The Man In Black Fled Across the Desert, and the Gunslinger Followed

The first step in creating a Dog is to select their Background.  These Backgrounds are divided along two axes: History/Community, and Good/Complicated.  A Dog who grew up on the streets of Bridal Falls City and learned to fend for himself might have a Complicated History, while another Dog who was raised in a friendly small town would have a Good Community.

Attributes in this game are measured in number and size of dice, and each Background gives a different amount of dice to allocate between the different attributes.

These attributes are roughly divisible into three different categories: Stats (one’s physical and mental prowess), Traits (the qualities that make one Dog stand out from another, like “Spent three years in the Army Back East,” or “Knows their way around a wound”), and Relationships (the people and places that the Dog is acquainted with.)

First Comes Smiles, Then Lies; Last Is Gunfire

Conflicts in Dogs utilize all three of these categories.  Whenever the GM believes that an action might have consequences for failure, they may declare a Conflict has begun, and all characters involved state what they hope to gain and stand to lose.
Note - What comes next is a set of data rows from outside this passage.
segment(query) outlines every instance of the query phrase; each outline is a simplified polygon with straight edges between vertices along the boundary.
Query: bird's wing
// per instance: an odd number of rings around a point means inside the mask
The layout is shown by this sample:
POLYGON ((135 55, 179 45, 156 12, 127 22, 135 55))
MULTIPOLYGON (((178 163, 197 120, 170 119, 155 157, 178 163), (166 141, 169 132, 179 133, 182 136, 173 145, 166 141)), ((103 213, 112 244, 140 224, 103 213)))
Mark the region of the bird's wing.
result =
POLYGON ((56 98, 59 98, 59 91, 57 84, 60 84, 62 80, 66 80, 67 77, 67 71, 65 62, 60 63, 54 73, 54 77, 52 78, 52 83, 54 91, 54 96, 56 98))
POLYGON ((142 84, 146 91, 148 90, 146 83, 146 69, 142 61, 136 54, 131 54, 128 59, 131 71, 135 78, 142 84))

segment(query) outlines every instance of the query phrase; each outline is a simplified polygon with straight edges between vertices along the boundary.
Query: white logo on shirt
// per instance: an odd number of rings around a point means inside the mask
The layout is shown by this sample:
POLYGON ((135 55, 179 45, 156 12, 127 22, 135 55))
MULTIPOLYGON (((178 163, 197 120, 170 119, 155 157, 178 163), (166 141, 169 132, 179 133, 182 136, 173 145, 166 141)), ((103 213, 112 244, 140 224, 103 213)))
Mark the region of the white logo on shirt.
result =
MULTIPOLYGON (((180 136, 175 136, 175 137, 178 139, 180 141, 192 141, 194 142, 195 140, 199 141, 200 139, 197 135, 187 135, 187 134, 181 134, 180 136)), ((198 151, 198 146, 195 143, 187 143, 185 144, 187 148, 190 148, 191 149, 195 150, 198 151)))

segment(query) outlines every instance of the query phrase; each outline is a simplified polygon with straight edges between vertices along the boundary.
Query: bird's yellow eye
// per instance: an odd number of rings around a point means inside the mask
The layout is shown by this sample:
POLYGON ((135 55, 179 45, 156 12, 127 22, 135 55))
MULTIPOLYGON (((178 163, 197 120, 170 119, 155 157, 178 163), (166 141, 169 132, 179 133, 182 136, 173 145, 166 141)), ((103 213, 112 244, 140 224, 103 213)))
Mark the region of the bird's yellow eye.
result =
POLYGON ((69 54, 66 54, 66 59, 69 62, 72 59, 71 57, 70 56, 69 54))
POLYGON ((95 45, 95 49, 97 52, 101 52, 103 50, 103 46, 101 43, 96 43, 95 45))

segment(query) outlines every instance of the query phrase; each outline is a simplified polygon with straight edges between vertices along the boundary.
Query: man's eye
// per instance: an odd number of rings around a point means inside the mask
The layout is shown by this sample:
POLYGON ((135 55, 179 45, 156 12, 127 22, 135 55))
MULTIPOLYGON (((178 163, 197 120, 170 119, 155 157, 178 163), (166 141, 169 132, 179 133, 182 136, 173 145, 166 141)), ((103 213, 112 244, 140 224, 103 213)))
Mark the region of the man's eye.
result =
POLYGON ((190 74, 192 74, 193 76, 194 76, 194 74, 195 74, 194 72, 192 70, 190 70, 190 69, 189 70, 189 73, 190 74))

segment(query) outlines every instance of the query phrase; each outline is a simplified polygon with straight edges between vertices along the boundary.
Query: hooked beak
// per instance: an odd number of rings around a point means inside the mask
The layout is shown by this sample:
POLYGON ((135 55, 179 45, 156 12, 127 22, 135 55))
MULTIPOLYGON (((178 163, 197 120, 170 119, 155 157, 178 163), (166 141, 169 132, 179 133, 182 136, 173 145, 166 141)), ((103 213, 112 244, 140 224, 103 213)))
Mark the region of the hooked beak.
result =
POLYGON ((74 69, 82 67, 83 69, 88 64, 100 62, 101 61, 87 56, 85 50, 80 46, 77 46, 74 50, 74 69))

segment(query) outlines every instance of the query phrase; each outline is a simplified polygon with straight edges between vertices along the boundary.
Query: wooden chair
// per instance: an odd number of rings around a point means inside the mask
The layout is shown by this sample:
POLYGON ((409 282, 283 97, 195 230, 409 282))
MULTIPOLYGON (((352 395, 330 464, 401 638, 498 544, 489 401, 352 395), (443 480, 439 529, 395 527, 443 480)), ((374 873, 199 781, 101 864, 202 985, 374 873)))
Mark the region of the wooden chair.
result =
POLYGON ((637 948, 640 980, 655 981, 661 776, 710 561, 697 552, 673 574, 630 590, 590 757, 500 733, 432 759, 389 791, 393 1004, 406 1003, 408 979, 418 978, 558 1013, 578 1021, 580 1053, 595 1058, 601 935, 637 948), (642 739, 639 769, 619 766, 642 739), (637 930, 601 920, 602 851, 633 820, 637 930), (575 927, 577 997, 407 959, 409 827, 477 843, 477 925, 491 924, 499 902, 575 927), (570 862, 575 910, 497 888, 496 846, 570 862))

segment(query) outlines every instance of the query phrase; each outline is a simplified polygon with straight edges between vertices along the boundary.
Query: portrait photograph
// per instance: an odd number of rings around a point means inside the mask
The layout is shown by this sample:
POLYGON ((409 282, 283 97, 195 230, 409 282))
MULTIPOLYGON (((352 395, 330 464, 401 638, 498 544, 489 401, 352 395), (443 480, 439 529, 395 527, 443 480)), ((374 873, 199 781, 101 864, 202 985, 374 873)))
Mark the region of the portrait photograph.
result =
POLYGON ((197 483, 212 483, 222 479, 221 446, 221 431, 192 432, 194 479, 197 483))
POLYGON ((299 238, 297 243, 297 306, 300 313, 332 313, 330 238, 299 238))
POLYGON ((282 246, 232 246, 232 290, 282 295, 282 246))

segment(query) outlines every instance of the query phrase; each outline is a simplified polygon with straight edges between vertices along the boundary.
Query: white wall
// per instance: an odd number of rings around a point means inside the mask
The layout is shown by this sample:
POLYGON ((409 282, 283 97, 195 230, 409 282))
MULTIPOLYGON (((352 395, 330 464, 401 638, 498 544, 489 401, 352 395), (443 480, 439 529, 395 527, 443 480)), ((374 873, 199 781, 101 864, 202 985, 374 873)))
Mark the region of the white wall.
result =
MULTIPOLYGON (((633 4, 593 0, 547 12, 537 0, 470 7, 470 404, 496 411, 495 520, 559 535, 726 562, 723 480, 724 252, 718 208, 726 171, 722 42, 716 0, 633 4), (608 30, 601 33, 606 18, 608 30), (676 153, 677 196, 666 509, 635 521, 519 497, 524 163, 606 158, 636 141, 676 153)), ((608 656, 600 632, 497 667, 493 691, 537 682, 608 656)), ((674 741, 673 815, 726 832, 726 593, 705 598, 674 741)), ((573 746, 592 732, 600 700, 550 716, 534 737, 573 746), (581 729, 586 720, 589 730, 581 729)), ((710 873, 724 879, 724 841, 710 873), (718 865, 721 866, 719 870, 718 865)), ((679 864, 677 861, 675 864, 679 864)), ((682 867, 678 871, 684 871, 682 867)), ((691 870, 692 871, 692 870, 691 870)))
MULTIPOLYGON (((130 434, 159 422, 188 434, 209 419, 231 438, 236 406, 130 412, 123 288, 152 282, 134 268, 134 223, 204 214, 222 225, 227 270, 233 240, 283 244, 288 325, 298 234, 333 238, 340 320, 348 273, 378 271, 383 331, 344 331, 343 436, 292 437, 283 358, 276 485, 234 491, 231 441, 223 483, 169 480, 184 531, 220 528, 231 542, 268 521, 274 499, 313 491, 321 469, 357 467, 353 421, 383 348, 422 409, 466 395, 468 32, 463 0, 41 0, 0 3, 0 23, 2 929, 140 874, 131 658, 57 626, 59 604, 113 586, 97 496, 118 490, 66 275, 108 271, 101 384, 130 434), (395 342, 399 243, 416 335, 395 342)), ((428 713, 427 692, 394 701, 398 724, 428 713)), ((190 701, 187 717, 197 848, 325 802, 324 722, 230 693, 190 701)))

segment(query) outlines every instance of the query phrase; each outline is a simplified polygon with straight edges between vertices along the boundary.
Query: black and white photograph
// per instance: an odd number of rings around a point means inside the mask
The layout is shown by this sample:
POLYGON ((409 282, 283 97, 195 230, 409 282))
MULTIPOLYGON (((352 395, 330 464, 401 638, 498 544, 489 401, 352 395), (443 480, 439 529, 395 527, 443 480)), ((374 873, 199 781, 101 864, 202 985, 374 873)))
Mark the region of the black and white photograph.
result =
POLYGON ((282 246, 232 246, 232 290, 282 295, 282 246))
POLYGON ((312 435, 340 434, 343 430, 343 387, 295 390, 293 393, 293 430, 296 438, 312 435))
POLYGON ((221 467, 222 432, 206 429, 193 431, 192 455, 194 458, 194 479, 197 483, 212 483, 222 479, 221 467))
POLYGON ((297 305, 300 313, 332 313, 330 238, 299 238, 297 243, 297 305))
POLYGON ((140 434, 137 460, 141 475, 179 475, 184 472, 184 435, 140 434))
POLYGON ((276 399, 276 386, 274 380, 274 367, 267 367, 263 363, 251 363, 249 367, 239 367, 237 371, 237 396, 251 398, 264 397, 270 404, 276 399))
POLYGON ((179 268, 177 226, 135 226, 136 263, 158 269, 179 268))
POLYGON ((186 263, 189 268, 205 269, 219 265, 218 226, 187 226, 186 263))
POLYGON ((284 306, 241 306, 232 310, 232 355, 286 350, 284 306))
Once the stakes have been established, both sides roll dice for any attributes involved in the conflict.  For instance, when setting up for an argument with a friend over how to properly understand the Faith, a Dog might roll 6d6 to represent his combined Acuity+Heart, 1d8 for his relationship with his buddy, and 1d8 for the Trait “I’m well-versed in the Book of Life.”

Once all the dice have been rolled, the main mechanic of the game comes into play: Raising and Seeing.  

In Dogs, conflicts work a bit like betting in a hand of poker: one side makes a “bet” with their dice, and the other has to match that bet with one or more of their dice.  Whichever side cannot put forward dice loses (unless they Escalate things — but we’ll get to that later.)

Whichever side initiated the conflict gets to Raise.  To do this, they put forward two of their dice and describe what they wish to do.  The higher the numbers put forward, the more forceful the action, and the harder it is to react without receiving Fallout (again, to be discussed later.)

In response, the second party in the conflict may put forward dice of an equivalent total to See the Raise.  The number of dice they use to See determines how skillfully they can respond to the Raise.  Seeing with one die turns the action back on the attacker; two dice dodge or block the brunt of the attack; three dice mean that the character doing the Seeing takes the blow but keeps moving forward resulting in a number of dice equal to the number used to See getting added to the Fallout pool.

After Seeing, the second party may Raise, and the cycle goes back and forth until one side has run out of dice or is unable to See with their current dice pool.  When this happens, the party Seeing must make a choice: lose the contest, or Escalate things.

Escalation is pretty much exactly what it sounds like: moving from words to actions, actions to fists, or fists to guns.  When you Escalate, you get a brand-new set of dice appropriate to the new conflict — but naturally, as the danger of your actions increases, so does the amount of Fallout that you can accrue.

After the conflict has finished, players roll for their Fallout total and suffer the results, which can range from subtracting one die from a trait for the next conflict all the way up to death.  Each type of conflict has a maximum amount of Fallout that can be incurred (Talking caps at 12, for instance — words can’t cause wounds!), so the more you Escalate, the worse things can get for everyone.

Close to the End of the Beginning

In the end, I can’t recommend Dogs in the Vineyard enough.  It can be played as anything from a completely mundane drama of words and lead on the High Plains to a mystical battle between Good and Evil set in the wilds of the West, and whatever your choice of setting, the dice mechanics make for fascinating roleplaying situations.